Анна Турусова - Под стук колес
— Мам, что же с ней теперь будет? — тревожился Андрей Он уже учился в третьем классе. Третьекласснику плакать не полагалось, и он, спрашивая, низко-низко наклонял голову над столом.
— Не знаю, не знаю, — я не старалась его утешить. Я на самом деле не знала, как поступят с кошкой. Издалека мы ничем не могли ей помочь. Единственное, что пришло нам в голову, — пообещать обидеться, если кошку выкинут на улицу. Так мы и написали.
А еще через месяц Борьку взяли к себе какие-то знакомые наших родственников. У них тоже была дочка, только звали ее Юлей. Андрей очень надеялся, что Юля не ездит верхом на кошках и что у ее куклы отечественные локоны.
Поездка принесла столько новых впечатлений, что Борькина судьба отодвинулась на второй план. Андрей тоже заговаривал о кошке все реже и реже.
С новой силой воспоминания о доме нахлынули к концу командировки. Чем меньше оставалось до отлета, тем больше тянуло домой и тем медленнее текли дни. Снились уральские зимы с метелями и сугробами по колено, весенние хрустально-звонкие ручьи, желтые чаши купав на майских лугах Стоило отчеркнуть день, лечь в постель и закрыть глаза, как сам собою выплывал из густых зарослей сирени наш небольшой трехподъездный дом с бабой Катей на крыльце и с нервным перелаем дворовых собак. Далеко-далеко от дома, в чужой стране, среди ночи, под зудение комаров и кондиционеров, я, казалось, кожей пальцев ощущала шершавость и тепло знакомых книжных обложек, порой изрядно потрепанных и не раз подклеенных. С портретов, прижатых к книгам, смотрели Чехов и Чайковский. Они у нас всегда стояли рядом, вместе, как мы их купили когда-то в Ялте, в Доме-музее писателя. За стеной нудно пела дрель — сосед был мастер на все руки. Мастерил ли он и сейчас? А с высокого подлокотника кресла не сводила с нас глаз наша лохматая и величавая Борька. Сидела она основательно и уютно, иногда подремывала, но чаще следила за нами, медленно поворачивая голову из стороны в сторону. В такие часы она походила на старую и строгую свекровь, которая давно свое отработала, ни во что не вмешивалась, но все видела: кто что делает и что делает не так, как ей хотелось бы. И это безголосое лохматое существо виделось издалека частичкой нашего дома, и казалось странным, что вот мы вернемся, а она не ткнется преданно в ноги, помахивая хвостом.

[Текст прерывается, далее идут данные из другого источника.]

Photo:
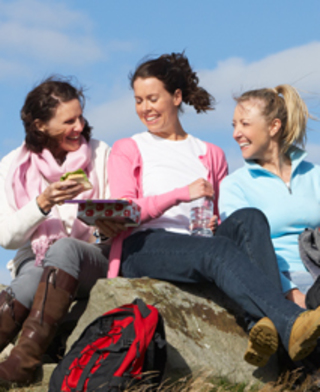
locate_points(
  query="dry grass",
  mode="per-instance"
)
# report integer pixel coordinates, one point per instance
(205, 383)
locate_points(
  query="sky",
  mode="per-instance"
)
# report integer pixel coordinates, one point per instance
(234, 46)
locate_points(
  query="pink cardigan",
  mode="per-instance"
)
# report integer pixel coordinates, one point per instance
(125, 168)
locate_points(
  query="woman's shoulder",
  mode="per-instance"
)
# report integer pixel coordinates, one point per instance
(214, 149)
(125, 146)
(99, 144)
(9, 158)
(238, 176)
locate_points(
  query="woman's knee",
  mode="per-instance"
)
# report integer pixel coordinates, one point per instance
(64, 254)
(250, 215)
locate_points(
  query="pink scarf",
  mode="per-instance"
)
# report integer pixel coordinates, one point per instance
(30, 174)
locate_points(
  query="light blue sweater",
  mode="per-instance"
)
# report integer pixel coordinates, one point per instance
(289, 208)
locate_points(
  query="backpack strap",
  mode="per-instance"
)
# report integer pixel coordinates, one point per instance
(143, 308)
(86, 371)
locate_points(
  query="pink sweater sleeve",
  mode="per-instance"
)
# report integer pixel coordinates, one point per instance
(124, 172)
(216, 163)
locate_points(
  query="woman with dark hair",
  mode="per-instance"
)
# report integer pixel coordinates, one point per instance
(163, 170)
(56, 257)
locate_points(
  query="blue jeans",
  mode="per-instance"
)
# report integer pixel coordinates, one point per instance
(240, 260)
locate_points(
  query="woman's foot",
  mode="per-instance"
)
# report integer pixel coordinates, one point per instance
(263, 342)
(304, 334)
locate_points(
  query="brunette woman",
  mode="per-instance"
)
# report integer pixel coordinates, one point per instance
(56, 257)
(164, 169)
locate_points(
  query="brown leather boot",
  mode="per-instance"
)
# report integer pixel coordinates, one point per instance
(52, 300)
(12, 316)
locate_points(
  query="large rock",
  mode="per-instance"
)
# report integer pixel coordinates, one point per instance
(203, 326)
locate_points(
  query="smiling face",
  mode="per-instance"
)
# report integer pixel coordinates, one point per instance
(257, 139)
(65, 127)
(156, 107)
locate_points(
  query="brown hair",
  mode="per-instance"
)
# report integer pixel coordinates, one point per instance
(175, 72)
(41, 104)
(283, 102)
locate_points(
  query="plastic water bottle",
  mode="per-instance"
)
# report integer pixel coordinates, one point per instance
(200, 215)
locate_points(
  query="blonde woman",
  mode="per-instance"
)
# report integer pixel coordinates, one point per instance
(164, 169)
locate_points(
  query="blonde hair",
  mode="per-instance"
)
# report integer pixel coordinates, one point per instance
(283, 102)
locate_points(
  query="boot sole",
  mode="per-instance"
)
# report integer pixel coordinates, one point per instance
(263, 342)
(306, 344)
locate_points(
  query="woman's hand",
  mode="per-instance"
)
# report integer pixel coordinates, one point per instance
(200, 188)
(297, 297)
(57, 193)
(109, 228)
(213, 224)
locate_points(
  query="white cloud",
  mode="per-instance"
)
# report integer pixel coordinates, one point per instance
(42, 13)
(50, 33)
(313, 153)
(113, 120)
(49, 45)
(299, 66)
(10, 68)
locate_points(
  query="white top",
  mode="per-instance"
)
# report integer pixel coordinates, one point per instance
(170, 164)
(17, 227)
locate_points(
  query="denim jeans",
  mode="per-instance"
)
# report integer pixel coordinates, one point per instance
(240, 260)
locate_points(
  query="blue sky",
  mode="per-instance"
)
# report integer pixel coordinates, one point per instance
(234, 46)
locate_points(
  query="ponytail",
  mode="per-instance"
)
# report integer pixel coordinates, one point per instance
(175, 72)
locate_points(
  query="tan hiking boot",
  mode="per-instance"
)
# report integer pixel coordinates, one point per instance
(304, 334)
(263, 342)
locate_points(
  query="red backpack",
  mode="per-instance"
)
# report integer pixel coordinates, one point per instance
(114, 352)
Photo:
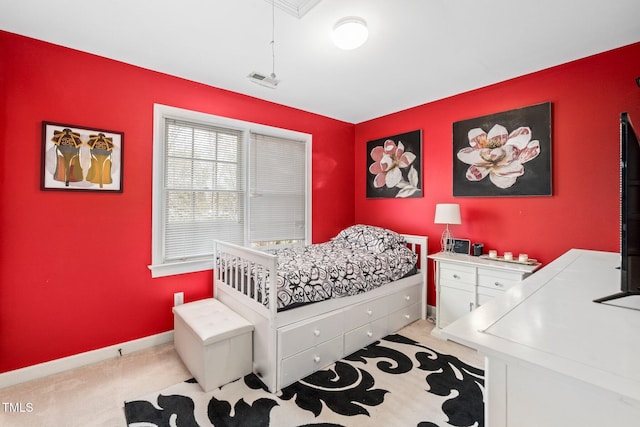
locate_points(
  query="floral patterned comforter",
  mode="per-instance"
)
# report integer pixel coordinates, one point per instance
(347, 265)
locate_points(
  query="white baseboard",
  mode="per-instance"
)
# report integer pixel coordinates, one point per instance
(81, 359)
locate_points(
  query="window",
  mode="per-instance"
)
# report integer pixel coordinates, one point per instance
(218, 178)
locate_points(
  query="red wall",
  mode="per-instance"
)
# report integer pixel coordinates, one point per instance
(583, 212)
(74, 273)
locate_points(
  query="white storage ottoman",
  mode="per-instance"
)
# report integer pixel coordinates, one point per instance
(214, 342)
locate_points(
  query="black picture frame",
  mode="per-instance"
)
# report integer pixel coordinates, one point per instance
(483, 166)
(394, 166)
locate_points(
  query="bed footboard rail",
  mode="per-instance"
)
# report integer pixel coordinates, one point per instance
(248, 272)
(418, 244)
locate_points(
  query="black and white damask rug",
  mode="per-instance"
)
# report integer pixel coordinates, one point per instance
(393, 382)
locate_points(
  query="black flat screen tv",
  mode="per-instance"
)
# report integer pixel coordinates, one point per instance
(629, 211)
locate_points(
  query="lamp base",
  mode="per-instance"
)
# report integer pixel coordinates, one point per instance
(447, 240)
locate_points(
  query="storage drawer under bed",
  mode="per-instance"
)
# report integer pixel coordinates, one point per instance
(306, 362)
(298, 337)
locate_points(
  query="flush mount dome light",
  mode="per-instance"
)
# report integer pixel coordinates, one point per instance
(350, 32)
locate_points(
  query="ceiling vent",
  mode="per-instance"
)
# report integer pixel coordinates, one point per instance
(266, 81)
(297, 8)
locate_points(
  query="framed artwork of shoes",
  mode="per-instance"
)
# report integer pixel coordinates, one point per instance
(76, 158)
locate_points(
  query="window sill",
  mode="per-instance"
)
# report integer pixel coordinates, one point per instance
(182, 267)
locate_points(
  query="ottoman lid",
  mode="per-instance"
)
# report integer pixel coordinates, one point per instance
(211, 320)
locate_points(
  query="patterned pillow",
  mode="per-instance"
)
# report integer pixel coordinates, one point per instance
(370, 238)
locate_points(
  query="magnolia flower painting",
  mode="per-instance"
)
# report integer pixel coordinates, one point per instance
(394, 166)
(504, 154)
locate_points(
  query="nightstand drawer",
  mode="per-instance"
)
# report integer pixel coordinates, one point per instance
(498, 279)
(458, 273)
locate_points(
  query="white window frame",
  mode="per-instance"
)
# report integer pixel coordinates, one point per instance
(158, 267)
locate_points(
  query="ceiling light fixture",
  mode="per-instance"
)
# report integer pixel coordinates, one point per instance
(350, 32)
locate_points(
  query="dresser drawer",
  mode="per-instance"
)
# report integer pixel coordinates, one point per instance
(457, 273)
(364, 335)
(495, 279)
(294, 339)
(398, 319)
(308, 361)
(360, 314)
(403, 298)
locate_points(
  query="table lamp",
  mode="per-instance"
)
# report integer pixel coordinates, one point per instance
(447, 213)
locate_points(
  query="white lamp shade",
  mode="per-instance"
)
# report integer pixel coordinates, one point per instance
(447, 213)
(350, 33)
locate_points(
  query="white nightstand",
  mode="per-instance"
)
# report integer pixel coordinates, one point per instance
(465, 282)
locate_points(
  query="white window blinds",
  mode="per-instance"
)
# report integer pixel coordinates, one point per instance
(216, 178)
(277, 175)
(204, 189)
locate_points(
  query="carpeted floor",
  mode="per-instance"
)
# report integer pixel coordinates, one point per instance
(394, 382)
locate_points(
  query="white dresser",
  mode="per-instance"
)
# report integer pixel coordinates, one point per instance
(465, 282)
(553, 356)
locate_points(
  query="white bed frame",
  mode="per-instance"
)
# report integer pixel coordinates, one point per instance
(292, 344)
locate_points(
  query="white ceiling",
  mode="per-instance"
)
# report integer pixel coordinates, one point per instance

Возвращение, как любое другое после долгого отсутствия, было шумным. После суеты и неразберихи аэропортов, после деклараций и таможенных досмотров нам хотелось одного: приняв душ, прийти в себя. Но нас гладили, хлопали, тискали и, словно волейбольные мячи, передавали дальше. Кто-то звал в гости к себе, кто-то напрашивался к нам — посидеть наедине. До кошки ли было.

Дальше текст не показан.